Displaced Lives
Fiction, Poetry, Memoirs, and Plays from Four Continents
Human displacement is an old phenomenon; however, the dislocation of people in the twenty-first century has been unprecedented. At the end of 2019, over 260 million people were living outside their countries of birth. Some are forced to relocate—by violence, wars, hunger, persecution, and other causes—and some are voluntary migrants. A single term cannot define who they are or why they are on the move.
For those uprooted by force, the psychological and spiritual loss of homeland can be devastating. The millions who are mentally uprooted—because of war-induced PTSD, addiction, and aging—can suffer similar displacement and trauma.

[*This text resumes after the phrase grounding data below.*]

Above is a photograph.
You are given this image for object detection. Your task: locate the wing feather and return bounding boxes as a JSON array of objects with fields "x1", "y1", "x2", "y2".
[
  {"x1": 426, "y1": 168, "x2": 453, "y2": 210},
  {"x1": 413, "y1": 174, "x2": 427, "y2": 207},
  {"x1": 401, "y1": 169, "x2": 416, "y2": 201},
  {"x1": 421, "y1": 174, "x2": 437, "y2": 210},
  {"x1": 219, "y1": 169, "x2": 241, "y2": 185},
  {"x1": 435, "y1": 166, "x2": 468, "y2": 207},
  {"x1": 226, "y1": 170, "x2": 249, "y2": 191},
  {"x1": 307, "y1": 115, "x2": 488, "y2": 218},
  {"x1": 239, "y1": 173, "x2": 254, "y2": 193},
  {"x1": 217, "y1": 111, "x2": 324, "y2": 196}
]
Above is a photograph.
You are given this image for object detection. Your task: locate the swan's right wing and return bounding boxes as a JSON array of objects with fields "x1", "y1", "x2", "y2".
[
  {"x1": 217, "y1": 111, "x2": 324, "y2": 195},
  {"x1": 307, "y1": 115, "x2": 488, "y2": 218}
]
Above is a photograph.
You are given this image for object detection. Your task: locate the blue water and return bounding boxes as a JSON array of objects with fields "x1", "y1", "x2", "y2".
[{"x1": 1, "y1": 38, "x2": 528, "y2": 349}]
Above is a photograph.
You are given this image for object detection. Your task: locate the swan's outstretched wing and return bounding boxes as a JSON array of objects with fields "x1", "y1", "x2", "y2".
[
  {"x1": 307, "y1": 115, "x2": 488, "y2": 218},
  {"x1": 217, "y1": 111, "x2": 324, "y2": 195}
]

Through outstanding fiction, poetry, memoir, and drama, the authors in Displaced Lives vividly depict the responses and emotions of ordinary people to displacement, a devastating and widespread crisis of our time.
Authors are from Bangladesh, Canada, Cuba, China, Germany, India, Ireland, Iran, Israel, Macedonia, Mexico, the Netherlands, Pakistan, the Philippines, Romania, Russia, South Africa, Spain, and the U.S.
Featured is a portfolio of photographs by Serena Chopra, taken in the Tibetan refugee colony of Majnu Ka Tilla, Delhi.
Frank Stewart is a writer, translator, and founding editor of Mānoa: A Pacific Journal of International Writing. He is professor emeritus of English at the University of Hawaiʻi at Mānoa.